Refer to this: [Django Doc](https://docs.djangoproject.com/en/3.0/ref/models/querysets/#id4) to see how you can query, e.g "title starts with" or "contains"

In [33]:
#params = dict(title__startswith='Chapter')
params = dict(title__icontains='jon')
art = alation.raw_api_get('/integration/v1/article/', params=params, official=True).json()
# convert result to DataFrame
df = pd.DataFrame(art)
# Index of DataFrame is the Article ID
df.index = df.id
# Print id and title
df.title.sort_values()

id
532    %% (Jon Percent Test)
379                 Jon Test
382          Jon iframe test
Name: title, dtype: object

In [None]:
# http://r7-sandbox.alationproserv.com/search/?q=data%20governance&otype=article&ff=%7B%22custom_template%22%3A+33%7D
alation.generic_api_get('/download_search_result/?q=data%20governance&otype=article&ff=%7B%22custom_template%22%3A+33%7D')

{'job_id': 5781,
 'success': 'Your export is processing and a link will be sent to matthias@alation.com when complete. '}

On the server, we use `ls -l /opt/alation/alation/opt/alation/site/downloads/search_results/` to find out the file name. Then, we can download the file like this:

In [None]:
filename = '16_2020-07-20T08-20-34-678697.csv'
print(f"http://r7-sandbox.alationproserv.com/download/search_results/{filename}")

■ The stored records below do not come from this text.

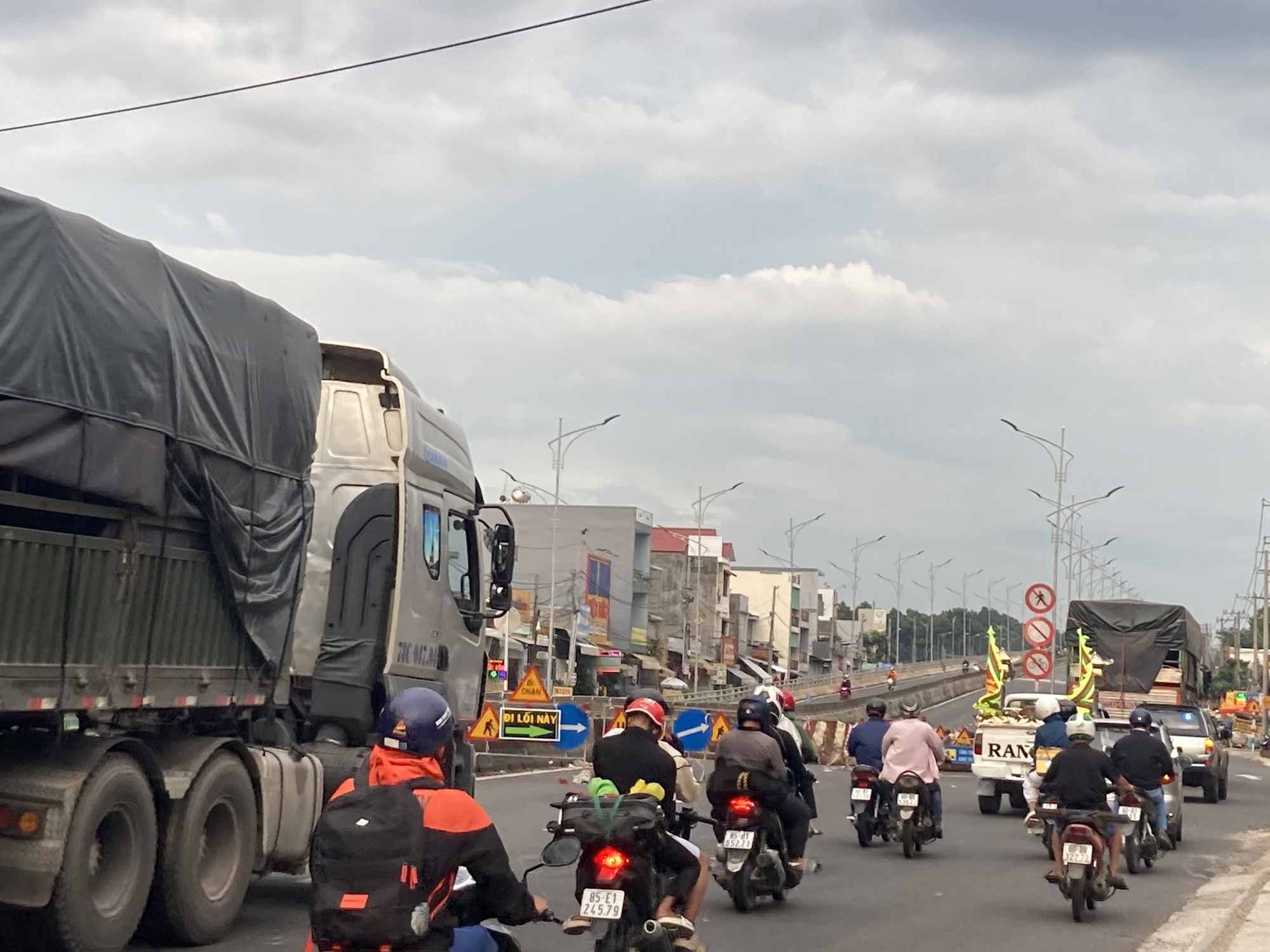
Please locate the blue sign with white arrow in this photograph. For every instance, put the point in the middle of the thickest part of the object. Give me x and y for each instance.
(575, 728)
(693, 729)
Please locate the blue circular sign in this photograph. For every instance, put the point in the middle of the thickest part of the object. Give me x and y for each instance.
(575, 728)
(693, 729)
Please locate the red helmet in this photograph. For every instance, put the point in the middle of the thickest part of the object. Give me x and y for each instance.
(650, 708)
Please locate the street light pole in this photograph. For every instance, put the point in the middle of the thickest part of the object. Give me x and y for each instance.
(855, 586)
(558, 451)
(899, 582)
(700, 507)
(966, 585)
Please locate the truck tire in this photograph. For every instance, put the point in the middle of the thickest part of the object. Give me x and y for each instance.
(208, 856)
(110, 863)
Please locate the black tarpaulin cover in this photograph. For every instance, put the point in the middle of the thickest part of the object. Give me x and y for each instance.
(121, 343)
(1136, 638)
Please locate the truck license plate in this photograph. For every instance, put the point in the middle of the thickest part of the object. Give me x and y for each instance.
(603, 904)
(1080, 854)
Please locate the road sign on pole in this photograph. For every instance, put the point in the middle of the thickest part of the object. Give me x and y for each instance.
(693, 728)
(1038, 631)
(1037, 666)
(1039, 598)
(575, 728)
(530, 724)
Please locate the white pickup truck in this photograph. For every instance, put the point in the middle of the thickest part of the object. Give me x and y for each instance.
(1004, 753)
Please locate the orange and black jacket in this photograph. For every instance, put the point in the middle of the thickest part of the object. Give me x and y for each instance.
(458, 832)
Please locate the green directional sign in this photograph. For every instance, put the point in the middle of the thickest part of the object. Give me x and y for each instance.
(530, 724)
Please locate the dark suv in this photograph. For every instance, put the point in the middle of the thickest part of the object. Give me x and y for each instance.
(1197, 736)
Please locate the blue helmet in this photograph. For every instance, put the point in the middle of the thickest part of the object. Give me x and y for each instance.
(418, 722)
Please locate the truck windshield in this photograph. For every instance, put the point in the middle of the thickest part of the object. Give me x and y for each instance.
(1187, 722)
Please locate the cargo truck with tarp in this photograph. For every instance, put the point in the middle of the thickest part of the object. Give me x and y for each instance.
(223, 545)
(1149, 653)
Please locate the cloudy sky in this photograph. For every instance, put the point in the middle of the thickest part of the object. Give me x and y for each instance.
(817, 246)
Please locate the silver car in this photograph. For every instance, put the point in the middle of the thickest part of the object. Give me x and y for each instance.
(1109, 732)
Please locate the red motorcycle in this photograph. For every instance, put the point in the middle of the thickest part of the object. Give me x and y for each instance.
(1085, 856)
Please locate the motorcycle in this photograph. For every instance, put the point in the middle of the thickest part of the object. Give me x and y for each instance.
(914, 823)
(609, 838)
(869, 807)
(1085, 857)
(752, 859)
(1141, 842)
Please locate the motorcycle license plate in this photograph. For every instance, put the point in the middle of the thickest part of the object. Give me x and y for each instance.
(603, 904)
(1080, 854)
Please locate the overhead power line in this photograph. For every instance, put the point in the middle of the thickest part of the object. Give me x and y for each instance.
(324, 73)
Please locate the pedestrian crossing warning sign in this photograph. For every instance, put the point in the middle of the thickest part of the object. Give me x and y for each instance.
(486, 727)
(530, 690)
(719, 728)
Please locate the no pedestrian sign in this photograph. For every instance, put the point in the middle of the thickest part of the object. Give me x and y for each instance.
(1039, 598)
(1038, 631)
(530, 724)
(1037, 666)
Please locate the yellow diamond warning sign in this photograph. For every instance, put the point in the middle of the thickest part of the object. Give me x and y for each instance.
(530, 690)
(486, 727)
(719, 728)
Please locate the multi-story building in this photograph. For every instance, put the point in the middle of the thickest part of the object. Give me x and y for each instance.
(787, 605)
(600, 592)
(689, 609)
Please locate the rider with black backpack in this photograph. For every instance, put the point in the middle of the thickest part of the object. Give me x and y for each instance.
(389, 845)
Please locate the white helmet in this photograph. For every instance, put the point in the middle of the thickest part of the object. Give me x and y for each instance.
(1080, 727)
(1047, 705)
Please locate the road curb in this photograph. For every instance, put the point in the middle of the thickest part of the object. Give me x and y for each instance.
(1213, 917)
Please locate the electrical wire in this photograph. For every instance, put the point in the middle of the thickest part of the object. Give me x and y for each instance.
(324, 73)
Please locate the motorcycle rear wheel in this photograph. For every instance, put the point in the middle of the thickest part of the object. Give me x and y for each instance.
(1079, 889)
(744, 888)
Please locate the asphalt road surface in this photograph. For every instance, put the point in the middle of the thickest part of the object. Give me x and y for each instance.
(980, 888)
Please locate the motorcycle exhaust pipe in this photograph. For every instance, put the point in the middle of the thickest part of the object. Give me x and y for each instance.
(653, 932)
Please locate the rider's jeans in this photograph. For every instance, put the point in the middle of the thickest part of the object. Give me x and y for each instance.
(1158, 798)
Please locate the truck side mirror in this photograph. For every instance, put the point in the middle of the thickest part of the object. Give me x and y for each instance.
(502, 567)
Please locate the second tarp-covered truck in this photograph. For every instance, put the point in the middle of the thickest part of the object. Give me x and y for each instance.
(1150, 653)
(223, 544)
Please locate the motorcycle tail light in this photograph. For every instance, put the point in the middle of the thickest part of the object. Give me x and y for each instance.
(744, 807)
(610, 863)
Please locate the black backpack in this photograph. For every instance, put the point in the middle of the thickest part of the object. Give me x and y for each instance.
(365, 863)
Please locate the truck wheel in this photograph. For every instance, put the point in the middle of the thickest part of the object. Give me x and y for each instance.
(208, 856)
(110, 861)
(1210, 790)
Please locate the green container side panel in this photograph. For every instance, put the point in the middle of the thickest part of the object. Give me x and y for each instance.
(130, 610)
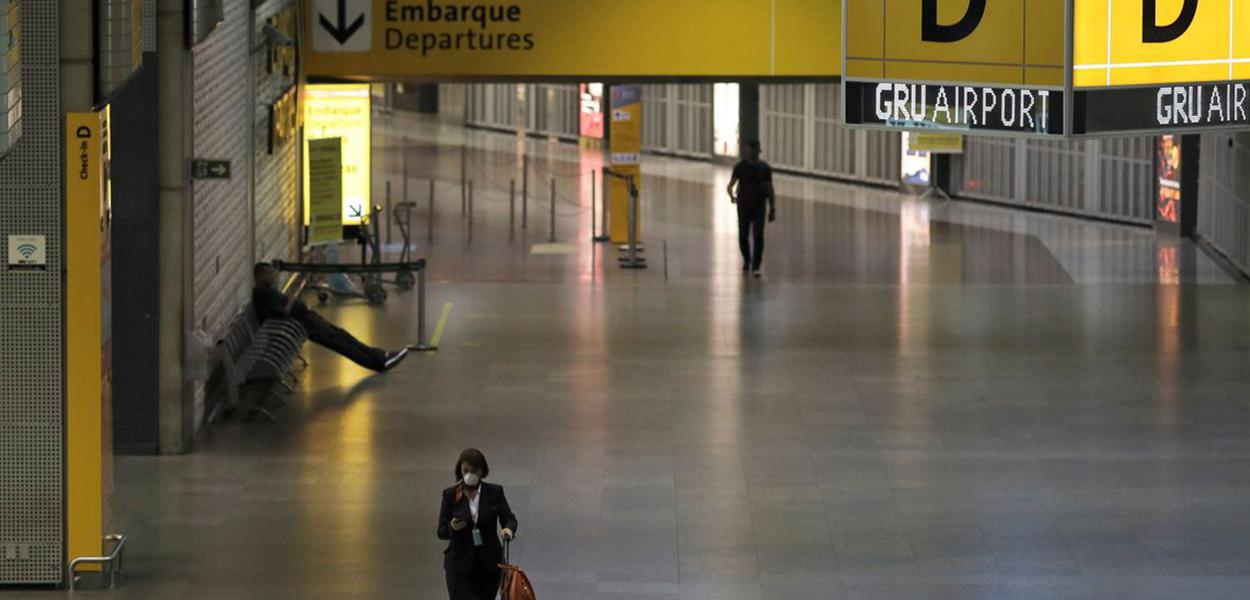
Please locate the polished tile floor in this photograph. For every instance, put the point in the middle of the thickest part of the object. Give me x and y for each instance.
(916, 401)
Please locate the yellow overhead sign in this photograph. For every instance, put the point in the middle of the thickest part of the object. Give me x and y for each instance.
(1160, 41)
(396, 39)
(1048, 66)
(343, 111)
(975, 41)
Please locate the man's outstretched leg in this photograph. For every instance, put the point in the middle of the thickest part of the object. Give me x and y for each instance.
(341, 341)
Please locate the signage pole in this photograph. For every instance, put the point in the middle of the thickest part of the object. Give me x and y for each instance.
(551, 229)
(388, 211)
(470, 210)
(464, 178)
(429, 235)
(525, 191)
(603, 216)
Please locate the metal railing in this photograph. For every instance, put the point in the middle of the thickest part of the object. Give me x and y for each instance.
(111, 563)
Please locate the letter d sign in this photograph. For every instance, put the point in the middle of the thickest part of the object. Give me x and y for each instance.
(1151, 33)
(931, 30)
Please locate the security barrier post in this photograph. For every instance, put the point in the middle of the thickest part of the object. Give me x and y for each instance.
(525, 191)
(429, 235)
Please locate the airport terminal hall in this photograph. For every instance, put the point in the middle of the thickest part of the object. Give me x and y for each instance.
(625, 300)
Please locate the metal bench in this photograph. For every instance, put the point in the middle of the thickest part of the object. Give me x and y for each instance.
(258, 359)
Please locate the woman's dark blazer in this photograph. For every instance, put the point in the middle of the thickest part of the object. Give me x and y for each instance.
(493, 514)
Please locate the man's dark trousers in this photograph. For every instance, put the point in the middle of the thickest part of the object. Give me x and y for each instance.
(339, 340)
(751, 218)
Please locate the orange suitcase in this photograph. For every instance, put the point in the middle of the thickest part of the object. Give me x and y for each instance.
(514, 585)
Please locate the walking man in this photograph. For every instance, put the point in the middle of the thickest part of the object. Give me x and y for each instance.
(751, 189)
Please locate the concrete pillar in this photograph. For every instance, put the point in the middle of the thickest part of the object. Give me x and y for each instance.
(1190, 171)
(78, 55)
(749, 113)
(174, 231)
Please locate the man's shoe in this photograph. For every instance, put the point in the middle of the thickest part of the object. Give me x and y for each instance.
(394, 359)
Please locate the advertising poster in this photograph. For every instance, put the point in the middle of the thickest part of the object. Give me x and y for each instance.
(591, 110)
(625, 148)
(341, 110)
(916, 164)
(325, 191)
(1168, 179)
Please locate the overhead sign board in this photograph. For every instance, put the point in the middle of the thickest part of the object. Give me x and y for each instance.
(341, 110)
(1160, 65)
(1048, 68)
(584, 39)
(955, 65)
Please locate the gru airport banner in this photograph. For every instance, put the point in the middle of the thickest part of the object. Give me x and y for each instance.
(1048, 68)
(574, 39)
(1160, 65)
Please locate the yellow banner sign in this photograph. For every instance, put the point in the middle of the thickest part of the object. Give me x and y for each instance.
(88, 336)
(1160, 41)
(341, 111)
(973, 41)
(625, 154)
(395, 39)
(325, 191)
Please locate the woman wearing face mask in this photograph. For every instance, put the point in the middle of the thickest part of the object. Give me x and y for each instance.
(470, 514)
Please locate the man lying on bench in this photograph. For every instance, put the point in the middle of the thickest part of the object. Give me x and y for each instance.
(270, 303)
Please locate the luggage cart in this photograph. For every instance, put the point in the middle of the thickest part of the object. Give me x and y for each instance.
(371, 266)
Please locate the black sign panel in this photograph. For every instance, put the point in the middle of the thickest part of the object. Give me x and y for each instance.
(210, 169)
(1163, 108)
(955, 108)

http://r7-sandbox.alationproserv.com/download/search_results/16_2020-07-20T08-20-34-678697.csv


Alternatively, we can use something like this: 

`rsync -av ec2-user@184.169.206.190:/opt/alation/alation/opt/alation/site/downloads/search_results/ search_results`

We can also construct a query string from scratch, like this:

In [None]:
params=dict(
q="Data Governance",
oytpe="Article",
ff='{"Custom Template":+33}'
)

alation.generic_api_get('/download_search_result/', params=params)


{'job_id': 5782,
 'success': 'Your export is processing and a link will be sent to matthias@alation.com when complete. '}